Hybrid Tea Roses Picture
Hybrid Tea is a Cultivar Group of roses, created by cross-breeding two different types of roses. Grown one flower to a long stem, they are supported by long, straight and upright stems. Most can be as tall as 1.8 meters and are repeat flowering. Each flower can grow to 8-12.5 cm wide. Hybrid Teas are the world's most popular type of rose by choice due to their color and flower form. With their long stems, it gives them the advantage, over others, as cut flowers. Most varieties, however, lack fragrance and can be difficult to grow in the home garden due to a lack of disease resistance and susceptibility to cold temperatures.
The birth of the world's first hybrid tea is generally accepted to have been 'La France' in 1867. It was raised by Jean-Baptiste Guillot, a French nurseryman. He did it by hybridizing a Tea rose, supposedly 'Madame Bravy,' with a Hybrid Perpetual, supposedly 'Madame Victor Verdier,' hence 'hybrid tea' (The parentage is uncertain; 'La France' may have been a seedling of the Tea 'Madame Falcot'). Today, 'La France' survives and can still be found at nurseries specializing in old garden roses like it.
Propagation of hybrid tea roses can be done by budding, a technique that involves grafting buds from a parent plant onto strongly growing rootstocks. One type of such rootstocks is the R. multiflora.

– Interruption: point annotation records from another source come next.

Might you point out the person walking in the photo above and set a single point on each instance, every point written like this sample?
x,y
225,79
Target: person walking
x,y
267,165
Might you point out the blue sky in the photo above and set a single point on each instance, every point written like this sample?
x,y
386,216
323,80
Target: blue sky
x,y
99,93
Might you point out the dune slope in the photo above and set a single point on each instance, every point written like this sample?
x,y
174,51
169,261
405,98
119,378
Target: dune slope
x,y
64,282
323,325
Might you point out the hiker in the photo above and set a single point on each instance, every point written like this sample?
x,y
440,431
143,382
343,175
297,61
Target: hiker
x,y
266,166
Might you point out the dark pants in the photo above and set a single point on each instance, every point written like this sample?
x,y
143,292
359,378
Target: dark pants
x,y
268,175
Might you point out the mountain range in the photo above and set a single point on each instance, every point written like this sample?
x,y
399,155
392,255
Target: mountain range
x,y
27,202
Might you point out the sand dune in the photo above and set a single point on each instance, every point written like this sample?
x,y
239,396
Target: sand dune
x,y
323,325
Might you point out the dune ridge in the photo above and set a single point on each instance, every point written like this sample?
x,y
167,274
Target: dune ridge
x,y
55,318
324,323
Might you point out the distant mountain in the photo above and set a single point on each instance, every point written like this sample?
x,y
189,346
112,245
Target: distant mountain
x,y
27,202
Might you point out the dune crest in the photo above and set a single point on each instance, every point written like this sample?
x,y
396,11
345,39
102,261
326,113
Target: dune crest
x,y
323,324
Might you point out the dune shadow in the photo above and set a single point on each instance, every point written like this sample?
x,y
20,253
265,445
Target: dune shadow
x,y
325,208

Most hybrid teas are hardy plants and can withstand a relatively cold winter. Protection is required however, to prevent the temperature of the bud union falling below −12 C, beyond which it can be killed or damaged.
Some hybrid teas are named after royalty, presidents as well as entertainment celebrities. Some have become a legend - like the 'Peace' rose, a rose hybridized in France just prior to World War II. It was reportedly sent to the US on the last plane available before the German invasion. Safely propagated by the Conard Pyle Company in the US during the war, 'Peace' was introduced to the world in 1945. Called 'Gloria Dei' in Europe, it remains a favorite symbol of hope for the future. It celebrated its 50th anniversary in 1995.